Much of the cash infusion has been provided by state-owned enterprises, often by the various unlisted parents of the carriers concerned, although National Business Daily reckons that fund managers are starting to get more interested in the share prices of some of the carriers after the prolonged sell-offs in recent years.
Local research analysts point out too that the industry will continue to get ‘policy protection’ from an anxious government. Indeed, the Ministry of Finance announced earlier this year that it would offer subsidies to help the airlines weather the Covid-19 downturn. Cash support was provided when average numbers of flights on domestic routes fell to fewer than 4,500 a day.

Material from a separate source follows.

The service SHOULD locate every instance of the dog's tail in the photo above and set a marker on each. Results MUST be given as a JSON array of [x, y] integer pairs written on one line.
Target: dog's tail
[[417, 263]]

Meanwhile, the State Council has made Rmb150 billion available in “emergency loans” for the sector, as well as granting a Rmb200 billion quota for carriers to raise new funding themselves by selling debt.
Tax rebates for the industry also amounted to Rmb12.5 billion during the first half of 2022, Caijing magazine reported.
Chinese leaders are travelling abroad again…
Underlying the cautious approach to containing the pandemic, senior political figures including Chinese President Xi Jinping have shunned overseas trips over the past two years.
However, in a potentially significant change in direction the foreign ministry of Kazakhstan confirmed this month that Xi will visit the central Asian country on September 14 in what will be his first foreign visit since the beginning of the Covid-19 pandemic (Xinhua has yet to confirm the news).
Li Zhanshu, one of the seven members of the Communist Party’s Politburo Standing Committee, also travelled to Vladivostok in Russia this week to attend a forum that featured Russian leader Vladimir Putin.
Chinese airline bosses will be hoping that journeys like these are a tentative signal that other passengers will start to return to domestic and international routes, especially once the all-important 20th National Congress has concluded next month.
“Chinese President Xi Jinping is one of the very few – if only – state leaders in the world to have avoided overseas travel in the past two years because of Covid-19,” the South China Morning Post noted, adding in an article this week that face-to-face diplomatic activities may indicate the “beginning of the end” of the zero-Covid policy.